On Monday, Romney urged the government to pay $1,000 to each and every American adult. Besides this helicopter money, the senator wants to help the virus-stricken economy with more paid leave, unemployment insurance and nutritional programmes. The stern budget hawk of yesteryear, for whom the US was a wheezing slacker, ripe for a private-equity turnround, could hardly be more munificent.
It is my profession's crass duty to spot the winners and losers of coronavirus. In the first category, I suggest another septuagenarian senator of New England pedigree. Bernie Sanders will not – and therefore, at 78, will never – be the Democratic nominee for US president.
After clinching primaries in Florida and elsewhere on Tuesday, Joe Biden is now less his competitor in that race than a receding speck on the horizon. There is comfort for Sanders, however, in the intellectual co-option of such improbable people as Romney.
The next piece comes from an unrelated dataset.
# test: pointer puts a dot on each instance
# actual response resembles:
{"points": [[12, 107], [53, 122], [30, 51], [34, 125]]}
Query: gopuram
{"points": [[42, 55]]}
In a way that was not true even two weeks ago, US politics now takes place on unambiguously social-democratic terms. A leftward trend that was already in glacial progress (look at public opinion on healthcare, on wealth taxes) has accelerated in an atmosphere of emergency. The crisis has been the making of the Sanders worldview.
Britain is going to fiscal extremes under a Conservative government. France under a supply-sider of a president is doing the same. What makes the US distinct is that its debate does not stop at the near-term propping up of households and business. It touches on larger questions of distribution. Hence Romney's ideas, which go beyond the usual payroll tax cuts and business loan guarantees of a chamber-of-commerce Republican.
Once-weird views
In a time of contagion, the case for universal healthcare, at times a fog of detail, has also found painful simplicity: unless everyone has care, no one does. Sanders has lived long enough to see the normalisation of his once-weird views.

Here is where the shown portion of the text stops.